Uitgelicht : Dierproeven

Op donderdag 12 november 2020 van 14.00 tot 17.00 uur debatteert de commissie Landbouw, Natuur en Voedselkwaliteit over dierproeven. Voor het overleg komen minister Schouten van Landbouw, Natuur en Voedselkwaliteit en minister Van Engelshoven van Onderwijs, Cultuur en Wetenschap naar de Kamer.

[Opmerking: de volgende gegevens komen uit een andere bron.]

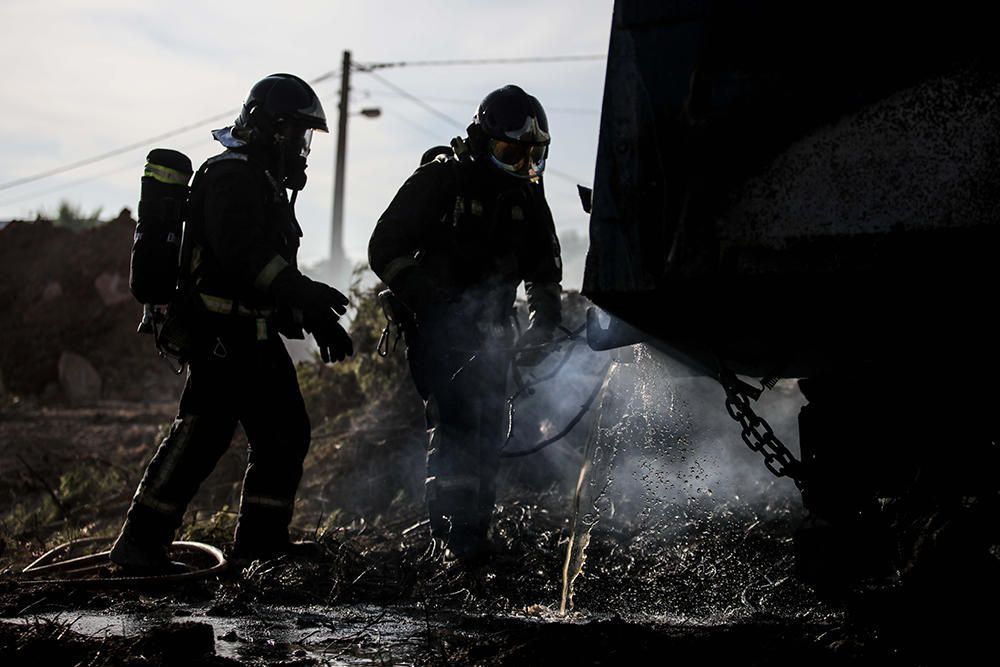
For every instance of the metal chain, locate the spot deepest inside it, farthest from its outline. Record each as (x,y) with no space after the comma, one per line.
(757,433)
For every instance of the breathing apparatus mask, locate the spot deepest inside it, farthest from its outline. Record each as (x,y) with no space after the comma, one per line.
(292,145)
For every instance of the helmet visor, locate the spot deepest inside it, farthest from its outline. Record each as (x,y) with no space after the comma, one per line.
(296,139)
(521,160)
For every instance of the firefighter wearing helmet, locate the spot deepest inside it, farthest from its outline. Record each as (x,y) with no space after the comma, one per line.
(461,234)
(240,289)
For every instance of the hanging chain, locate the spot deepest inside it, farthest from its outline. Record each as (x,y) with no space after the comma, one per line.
(756,432)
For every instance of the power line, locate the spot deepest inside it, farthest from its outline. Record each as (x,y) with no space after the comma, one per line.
(368,67)
(416,100)
(139,144)
(87,179)
(448,119)
(475,103)
(115,152)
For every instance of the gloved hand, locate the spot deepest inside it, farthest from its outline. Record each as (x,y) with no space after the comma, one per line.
(334,343)
(531,342)
(301,292)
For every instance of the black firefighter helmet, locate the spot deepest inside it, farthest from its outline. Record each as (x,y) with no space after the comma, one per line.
(511,131)
(281,109)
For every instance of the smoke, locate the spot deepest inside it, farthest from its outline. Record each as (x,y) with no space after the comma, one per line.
(666,435)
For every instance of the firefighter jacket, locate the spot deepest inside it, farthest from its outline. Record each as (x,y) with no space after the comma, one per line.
(241,234)
(459,230)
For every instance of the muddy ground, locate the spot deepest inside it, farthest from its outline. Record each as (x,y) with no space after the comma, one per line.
(690,549)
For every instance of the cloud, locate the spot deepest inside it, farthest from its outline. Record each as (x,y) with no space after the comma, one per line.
(95,76)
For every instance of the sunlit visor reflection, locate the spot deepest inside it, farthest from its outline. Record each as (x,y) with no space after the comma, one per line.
(297,139)
(524,160)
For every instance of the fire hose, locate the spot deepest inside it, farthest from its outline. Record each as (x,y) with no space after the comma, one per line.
(91,570)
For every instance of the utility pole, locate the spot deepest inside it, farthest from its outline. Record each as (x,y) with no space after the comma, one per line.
(337,231)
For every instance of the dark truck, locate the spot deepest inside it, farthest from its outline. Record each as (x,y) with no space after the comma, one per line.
(812,191)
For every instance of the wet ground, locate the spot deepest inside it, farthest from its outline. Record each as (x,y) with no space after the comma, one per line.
(689,554)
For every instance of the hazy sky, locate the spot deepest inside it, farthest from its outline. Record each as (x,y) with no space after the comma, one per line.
(85,78)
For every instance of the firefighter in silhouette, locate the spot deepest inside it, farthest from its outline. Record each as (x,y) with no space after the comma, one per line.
(459,237)
(239,289)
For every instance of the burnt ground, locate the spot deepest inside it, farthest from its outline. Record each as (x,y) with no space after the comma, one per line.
(688,558)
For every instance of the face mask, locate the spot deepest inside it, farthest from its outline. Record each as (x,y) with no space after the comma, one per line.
(293,145)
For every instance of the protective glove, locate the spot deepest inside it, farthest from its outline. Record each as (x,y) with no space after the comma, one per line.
(530,347)
(301,292)
(334,343)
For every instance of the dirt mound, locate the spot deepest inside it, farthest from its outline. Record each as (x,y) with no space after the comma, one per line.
(64,295)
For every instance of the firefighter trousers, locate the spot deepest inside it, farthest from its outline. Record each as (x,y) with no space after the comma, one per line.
(239,379)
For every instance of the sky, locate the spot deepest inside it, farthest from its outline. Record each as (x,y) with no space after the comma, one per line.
(87,78)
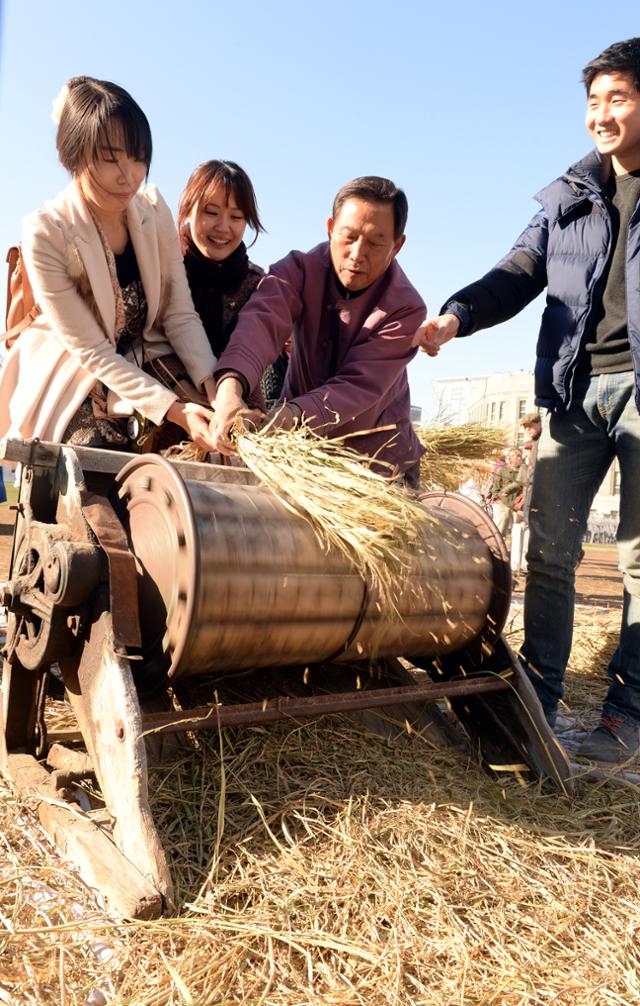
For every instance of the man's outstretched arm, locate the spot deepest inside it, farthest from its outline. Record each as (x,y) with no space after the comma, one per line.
(505,290)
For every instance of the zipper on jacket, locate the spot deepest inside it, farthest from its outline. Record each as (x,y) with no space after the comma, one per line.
(568,383)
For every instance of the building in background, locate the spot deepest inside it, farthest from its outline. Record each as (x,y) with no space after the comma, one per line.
(501,399)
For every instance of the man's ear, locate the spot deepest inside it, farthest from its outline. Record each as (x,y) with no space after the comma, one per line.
(398,243)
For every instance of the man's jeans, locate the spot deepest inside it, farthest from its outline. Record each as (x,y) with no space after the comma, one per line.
(575,452)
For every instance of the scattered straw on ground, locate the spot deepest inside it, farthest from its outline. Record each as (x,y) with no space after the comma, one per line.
(350,870)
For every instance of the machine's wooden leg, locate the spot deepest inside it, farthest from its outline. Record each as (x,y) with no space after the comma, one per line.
(509,727)
(104,697)
(76,836)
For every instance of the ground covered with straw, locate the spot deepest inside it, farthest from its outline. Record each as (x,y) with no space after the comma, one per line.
(350,869)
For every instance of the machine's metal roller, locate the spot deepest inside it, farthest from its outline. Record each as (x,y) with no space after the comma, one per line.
(129,573)
(229,579)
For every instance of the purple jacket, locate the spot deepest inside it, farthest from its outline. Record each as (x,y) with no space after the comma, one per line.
(368,387)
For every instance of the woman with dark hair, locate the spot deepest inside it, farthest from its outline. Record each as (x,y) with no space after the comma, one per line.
(217,204)
(107,273)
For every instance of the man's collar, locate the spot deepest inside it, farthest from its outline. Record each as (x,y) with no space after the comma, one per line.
(347,295)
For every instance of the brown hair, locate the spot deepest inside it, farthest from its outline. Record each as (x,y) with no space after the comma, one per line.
(90,111)
(621,57)
(233,179)
(371,188)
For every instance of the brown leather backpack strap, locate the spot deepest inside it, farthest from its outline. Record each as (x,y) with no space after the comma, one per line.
(13,257)
(28,319)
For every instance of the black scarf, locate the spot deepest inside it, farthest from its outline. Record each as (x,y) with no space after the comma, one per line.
(209,281)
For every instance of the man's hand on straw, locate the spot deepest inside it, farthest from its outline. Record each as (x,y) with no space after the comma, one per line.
(195,421)
(228,402)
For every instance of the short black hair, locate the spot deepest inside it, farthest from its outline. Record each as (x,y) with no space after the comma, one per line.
(621,57)
(371,188)
(91,111)
(233,180)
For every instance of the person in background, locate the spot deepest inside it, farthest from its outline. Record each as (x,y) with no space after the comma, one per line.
(217,205)
(107,273)
(584,245)
(350,310)
(508,486)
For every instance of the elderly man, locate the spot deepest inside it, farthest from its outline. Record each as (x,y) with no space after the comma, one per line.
(353,315)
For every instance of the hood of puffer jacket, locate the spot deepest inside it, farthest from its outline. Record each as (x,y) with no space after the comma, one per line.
(590,174)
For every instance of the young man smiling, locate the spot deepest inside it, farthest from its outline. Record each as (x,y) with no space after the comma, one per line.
(353,315)
(585,246)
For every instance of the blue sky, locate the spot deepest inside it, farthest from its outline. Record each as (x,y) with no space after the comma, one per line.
(470,107)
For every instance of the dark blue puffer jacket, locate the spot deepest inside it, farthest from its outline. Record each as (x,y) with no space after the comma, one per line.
(566,247)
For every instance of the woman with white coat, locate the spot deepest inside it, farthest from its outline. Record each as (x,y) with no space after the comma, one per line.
(107,273)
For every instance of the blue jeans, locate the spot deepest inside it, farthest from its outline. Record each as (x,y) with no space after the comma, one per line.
(575,452)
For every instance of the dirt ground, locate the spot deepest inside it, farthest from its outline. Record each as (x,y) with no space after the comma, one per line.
(599,579)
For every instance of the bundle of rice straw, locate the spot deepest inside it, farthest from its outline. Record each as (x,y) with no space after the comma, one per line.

een muisje in een laboratorium

Volg live

Het overleg vindt plaats in de Thorbeckezaal van de Tweede Kamer. Via deze website kunt u live meekijken of meeluisteren. Of kijk via de app en website Debat Direct.

Agenda en verslag

U kunt alle stukken doornemen die bij deze vergadering horen. Zodra het woordelijk verslag van het overleg klaar is, kunt u dit via deze link lezen.

Cijfers over dierproeven

De Nederlandse Voedsel- en Warenautoriteit (NVWA) maakt elk jaar een overzicht van de verrichte dierproeven en het toezicht op de Wet op de dierproeven (WOD). In 2018 zijn 448.399 dierproeven geregistreerd. Dat zijn 82.169 (15,5%) dierproeven minder dan in 2017. In 2018 vonden minder proeven plaats met onder andere muizen, zebravissen en vogels. Door hergebruik ligt het werkelijke aantal proefdieren lager dan het aantal verrichte dierproeven. In 2018 zijn bij 10.522 procedures dieren hergebruikt.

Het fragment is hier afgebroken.